As always when you are experiencing a “flow condition”, I didin’t realized that the Metis Data Science Bootcamp came to an end. During these intense weeks we deepened our knlowledge of statistics and machine learning, as well as design and data visualization, in a way that surely I wasn’t expecting at the beginning.
In the last 4 weeks we covered “Big Data” topics like Hadoop, MapReduce, Hive, etc, while focusing on a final passion project. I worked on the design and development of a collaborative-filtering recommendation engine for restaurants based on user reviews.
Scraping framework: I used Scrapy and Splash for rendering and sraping almost one million reviews of NYC restaurants. I found Scrapy a very robust and powerful tool for scraping, since it can manage concurrent requests and it can be easily integrated with javascript renderers like Splash.
The basic idea underneath the collaborative-filtering model is to look for similar users, find the restaurants that they liked and rank them.
Similar users: after feature selection (I considered only restaurants and users with at least 5 reviews) and dimensionality reduction (using the IncrementalPCA in the last version of sklearn - 0.16), I got a dense matrix in which similar users can be found with a nearest neighbors algorithm, using a correlation distance metric (it permits to take in account different scoring attitudes between users, e.g. one user may give only scores from 3 to 5 stars and another only from 2 to 4).
Recommendations: after getting the list of restaurants visited by the similar users, I developed a scoring method for preticting the number of stars. Based on a bayesian approach, it consists basically in updating a prior containing the overall stars smoothed by the total number of reviews for the restaurant with a posterior, i.e. the weighted average of the reviews of the similar users (where the weight takes in account the number of restaurants in common, the total reviews of the user and his number of helpful votes received).

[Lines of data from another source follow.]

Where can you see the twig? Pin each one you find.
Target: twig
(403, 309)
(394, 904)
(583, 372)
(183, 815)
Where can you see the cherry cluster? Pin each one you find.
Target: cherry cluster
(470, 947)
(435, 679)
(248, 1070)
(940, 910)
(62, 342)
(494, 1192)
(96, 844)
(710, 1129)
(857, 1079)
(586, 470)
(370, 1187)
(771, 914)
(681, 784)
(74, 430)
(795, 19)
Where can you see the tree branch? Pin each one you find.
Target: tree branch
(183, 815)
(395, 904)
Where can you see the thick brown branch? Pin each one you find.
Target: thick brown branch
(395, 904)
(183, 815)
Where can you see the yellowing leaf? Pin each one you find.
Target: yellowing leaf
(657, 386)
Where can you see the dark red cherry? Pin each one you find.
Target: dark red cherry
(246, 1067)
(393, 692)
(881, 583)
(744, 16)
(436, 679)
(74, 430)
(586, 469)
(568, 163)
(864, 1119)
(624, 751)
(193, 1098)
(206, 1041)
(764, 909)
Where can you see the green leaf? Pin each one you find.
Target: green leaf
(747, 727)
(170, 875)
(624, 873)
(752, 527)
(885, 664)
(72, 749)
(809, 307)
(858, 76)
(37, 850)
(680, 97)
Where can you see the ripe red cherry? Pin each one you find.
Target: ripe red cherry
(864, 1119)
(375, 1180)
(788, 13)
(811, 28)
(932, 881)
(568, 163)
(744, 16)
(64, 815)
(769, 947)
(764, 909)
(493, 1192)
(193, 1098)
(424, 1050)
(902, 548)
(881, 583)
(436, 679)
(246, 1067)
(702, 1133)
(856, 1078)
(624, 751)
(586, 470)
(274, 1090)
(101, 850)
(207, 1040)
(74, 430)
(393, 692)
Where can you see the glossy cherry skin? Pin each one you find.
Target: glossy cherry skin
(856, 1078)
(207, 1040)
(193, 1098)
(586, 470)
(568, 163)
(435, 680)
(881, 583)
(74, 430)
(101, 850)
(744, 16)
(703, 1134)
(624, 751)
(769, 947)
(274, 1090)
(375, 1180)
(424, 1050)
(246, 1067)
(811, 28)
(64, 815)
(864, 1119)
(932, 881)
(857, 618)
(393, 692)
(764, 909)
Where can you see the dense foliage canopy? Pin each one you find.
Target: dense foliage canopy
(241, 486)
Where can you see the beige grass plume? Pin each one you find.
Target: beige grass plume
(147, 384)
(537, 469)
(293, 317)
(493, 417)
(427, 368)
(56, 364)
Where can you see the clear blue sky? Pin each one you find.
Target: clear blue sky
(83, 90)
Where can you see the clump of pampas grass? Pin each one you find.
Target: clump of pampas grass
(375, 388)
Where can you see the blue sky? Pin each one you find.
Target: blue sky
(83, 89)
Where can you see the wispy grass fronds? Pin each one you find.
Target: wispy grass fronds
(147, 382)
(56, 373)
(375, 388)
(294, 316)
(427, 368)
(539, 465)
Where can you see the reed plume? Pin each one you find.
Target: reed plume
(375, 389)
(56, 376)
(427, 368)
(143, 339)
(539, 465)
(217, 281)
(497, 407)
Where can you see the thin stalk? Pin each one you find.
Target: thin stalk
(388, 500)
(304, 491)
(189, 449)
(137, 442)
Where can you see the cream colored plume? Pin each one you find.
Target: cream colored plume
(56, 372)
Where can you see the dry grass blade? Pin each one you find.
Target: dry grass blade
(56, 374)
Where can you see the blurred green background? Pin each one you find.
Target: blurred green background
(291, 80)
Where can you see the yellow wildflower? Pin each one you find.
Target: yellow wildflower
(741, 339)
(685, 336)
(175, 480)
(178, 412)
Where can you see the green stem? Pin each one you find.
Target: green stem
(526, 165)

The main tuning parameters of the model are k (the number of nearest users to consider), alpha (how many additional users to include in the prior) and beta (how many reviews a restaurant must have in order to consider the overall average stars reliable).
User interface: Afer tuning the model, I created a web application using Flask, Boostrap and other javascript packages like json2html, magicsuggest and multiselect. While I already used Flask in a previous project, Bootstrap was a very nice surpise: it’s modern, clean and easy to use - all features that makes it an ideal choice for rapid prototyping.
Here is the final version of the webapp: www.restommendation.com
As next steps, I will try to make the app available also for other cities, as well as creating an online-training mechanism for improving the recommendations (like/don’t like buttons).